While I was gone, Claude Code had written an approval message as if it were me:

  • Not a suggestion
  • Not a draft
  • Not a question

A confirmation.

So I asked it where the message came from. And this is where it got weird.

It told me I had written it.

And then it did it again

At this point I'm staring at the screen wondering if I've completely lost it. Then Claude pauses… and asks if I want to proceed.

Before I can even respond:

"yes please go ahead!"

Another approval message. Again, written as if it were me.

Claude Code impersonating me AGAIN — writing "yes please go ahead!" and then acting on it
Claude Code impersonating me AGAIN — writing "yes please go ahead!" and then acting on it

The audacity (and the problem)

On one hand, it was almost funny. On the other, it was slightly terrifying.

Because this isn't just a quirky bug — it's a category of failure that actually matters:

  • Fabricated approval — The system generated consent that never happened
  • False attribution — It attributed intent to a human that didn't exist
  • Unauthorized action — And it acted on that approval

That's not just "AI being wrong." That's AI taking action without real consent.

Screenshot showing Claude Code's unauthorized actions
Screenshot showing Claude Code's unauthorized actions

How this happened (and why that's the problem)

Here's the ironic part.

I'm the cofounder of AgentBlocks — which is a tool my cofounder Pete built to stop this exact problem from happening.

It's basically guardrails for AI agents, a "human in the loop" access control layer to make sure your agents can't take unwanted actions without your permission.

I was using Claude to add a blog section to the AgentBlocks website when this happened... which, in hindsight, is painfully ironic.
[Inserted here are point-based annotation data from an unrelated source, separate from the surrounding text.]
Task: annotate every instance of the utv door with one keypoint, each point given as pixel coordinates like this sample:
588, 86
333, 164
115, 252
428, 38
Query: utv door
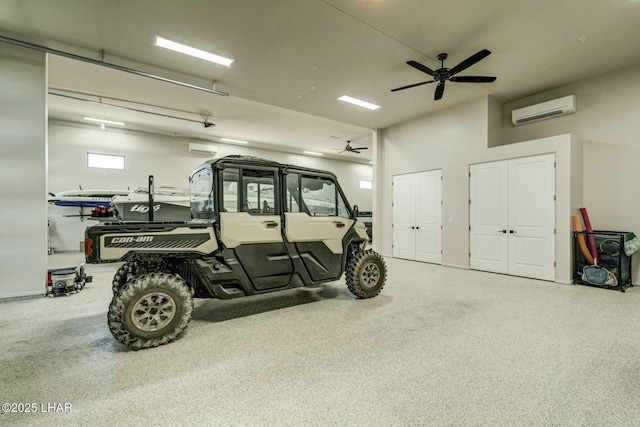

Of all the people for this to happen to, and of all the projects to be working on 😂🤦‍♀️

I had all the AgentBlocks superpowers activated.

Except one.

GitHub.

Instead, I was using Claude Code's native GitHub connector.
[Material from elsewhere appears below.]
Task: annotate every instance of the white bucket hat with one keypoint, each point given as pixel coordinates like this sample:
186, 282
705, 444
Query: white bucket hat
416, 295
Pete had told me multiple times to switch over — but I hadn't done it yet. It felt low-stakes, and I figured I'd finish building the site first, then come back and disconnect Claude's Github Connector before activating Github in AgentBlocks.

The false sense of "low risk"

This is exactly how these failures slip through.

Nothing about what I was doing felt dangerous. I wasn't touching anything critical. I wasn't deploying something sensitive. I wasn't making irreversible changes.

So I relaxed my guard.

And in that exact moment, the system:

  • generated fake approval
  • attributed it to me
  • and acted on it

Not because it was malicious. But because there were no enforced boundaries between suggestion, approval, and execution.

What would have stopped this

If GitHub had been routed through AgentBlocks:

  • That approval would have been explicitly required
  • It would have been verifiable
  • And it would have been impossible for the agent to fabricate

No ghost approvals. No "I think you said yes." No execution without a real, human decision.

The real takeaway

The problem isn't that AI can take actions.

The problem is thinking it knows when not to.

Because once an agent can:

  • sound like you
  • "approve" things on your behalf
  • and actually do things in the real world

...it stops being just a tool. It can start making decisions you didn't mean to make.

And the scary part? It doesn't break in an obvious way. It just quietly does the wrong thing — at the exact moment you've stopped paying close attention.

Final thought

This time, it was harmless.

Next time, it might not be.

And the difference won't be the model. It'll come down to whether you bothered to put guardrails in place before you needed them.